Visual Perception of Gravity: Effect on Speech Tongue Posture
Abstract
Visual perception of gravity change may impact tongue posture during speech production. Previous studies [Chander et al., 2019, Behav. Sci., 9(11)] report anticipatory visual disturbances inducing compensatory postural behavior in the human body [Philips et al., 2022, Theor. Iss. Ergon. Sci., 23, 25] and, furthermore, showed the magnitude of such postural responses is dependent on velocity and direction of visual perception. Assländer et al. [2023, Sci. Rep., 13, 2594] investigated the visual component impact on body posture balance in virtual reality (VR). An earlier VR study on tongue posture [Chernets et al., 2024, JASA 156] found that posture significantly differed between visually perceived falling vs. rising, and levelled vs. rising gravitational conditions; however, there was inter-participant variation in the direction of tongue posture change with no generalizable consistent directional change across participants.
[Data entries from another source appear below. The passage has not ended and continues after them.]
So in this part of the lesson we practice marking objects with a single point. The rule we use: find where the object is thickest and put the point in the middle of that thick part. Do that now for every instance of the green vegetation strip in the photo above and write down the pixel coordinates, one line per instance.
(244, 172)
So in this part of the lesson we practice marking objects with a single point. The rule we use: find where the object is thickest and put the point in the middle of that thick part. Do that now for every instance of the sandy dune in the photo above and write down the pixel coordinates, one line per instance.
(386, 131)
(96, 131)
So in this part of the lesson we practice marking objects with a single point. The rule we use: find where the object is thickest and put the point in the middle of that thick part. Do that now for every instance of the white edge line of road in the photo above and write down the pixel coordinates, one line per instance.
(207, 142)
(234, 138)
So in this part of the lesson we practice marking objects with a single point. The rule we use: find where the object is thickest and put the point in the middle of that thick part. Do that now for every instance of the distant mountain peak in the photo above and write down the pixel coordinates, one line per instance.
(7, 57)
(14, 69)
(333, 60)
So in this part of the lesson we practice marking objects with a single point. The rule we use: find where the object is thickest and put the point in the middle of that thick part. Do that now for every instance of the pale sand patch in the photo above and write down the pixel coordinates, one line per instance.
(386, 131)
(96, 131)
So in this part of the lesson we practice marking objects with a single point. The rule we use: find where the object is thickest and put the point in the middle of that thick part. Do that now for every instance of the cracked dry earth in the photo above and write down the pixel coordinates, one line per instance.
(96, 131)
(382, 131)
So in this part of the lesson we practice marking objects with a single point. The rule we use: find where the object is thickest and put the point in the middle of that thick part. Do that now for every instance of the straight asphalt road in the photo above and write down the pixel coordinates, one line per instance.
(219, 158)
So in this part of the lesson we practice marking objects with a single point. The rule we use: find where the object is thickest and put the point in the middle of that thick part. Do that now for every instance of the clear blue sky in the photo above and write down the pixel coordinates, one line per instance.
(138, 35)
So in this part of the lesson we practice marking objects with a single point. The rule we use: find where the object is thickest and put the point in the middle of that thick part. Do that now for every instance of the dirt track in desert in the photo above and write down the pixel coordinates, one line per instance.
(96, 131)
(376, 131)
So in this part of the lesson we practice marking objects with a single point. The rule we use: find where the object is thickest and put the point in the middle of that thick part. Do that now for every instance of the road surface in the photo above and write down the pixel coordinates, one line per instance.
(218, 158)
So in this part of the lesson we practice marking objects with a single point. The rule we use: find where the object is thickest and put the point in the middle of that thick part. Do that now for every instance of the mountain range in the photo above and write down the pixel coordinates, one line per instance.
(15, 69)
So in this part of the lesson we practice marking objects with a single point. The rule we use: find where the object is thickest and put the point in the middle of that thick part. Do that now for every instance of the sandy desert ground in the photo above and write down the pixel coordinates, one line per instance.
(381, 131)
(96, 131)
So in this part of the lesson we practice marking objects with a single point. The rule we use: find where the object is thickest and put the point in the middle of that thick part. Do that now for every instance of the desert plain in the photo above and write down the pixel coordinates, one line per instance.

The current study investigates tongue posture in speech production during perceived gravity changes in an immersive VR environment. Ultrasound imaging is used to measure tongue posture changes during speech production compared to a non-speech condition while experiencing a VR plank-walk in gravitationally stable and falling conditions. Furthermore, within the falling condition posture is separated into weightless falling (initial and midpoint of fall) vs. force of fall (endpoint of fall). Acoustic analyses compare the production of an elongated vowel, nonsense CVC sequences, and CVC word sequences across conditions. We predict that the falling condition will induce postural adjustment for vowels, resulting in different tongue postures between the falling and level conditions. Results will be presented for a post-trial immersion questionnaire investigating a possible correlation between reported level of VR immersion and degree of tongue posture compensation, as well as for acoustic and articulatory analyses. Implications for postural adaptation in VR and real environments will be discussed.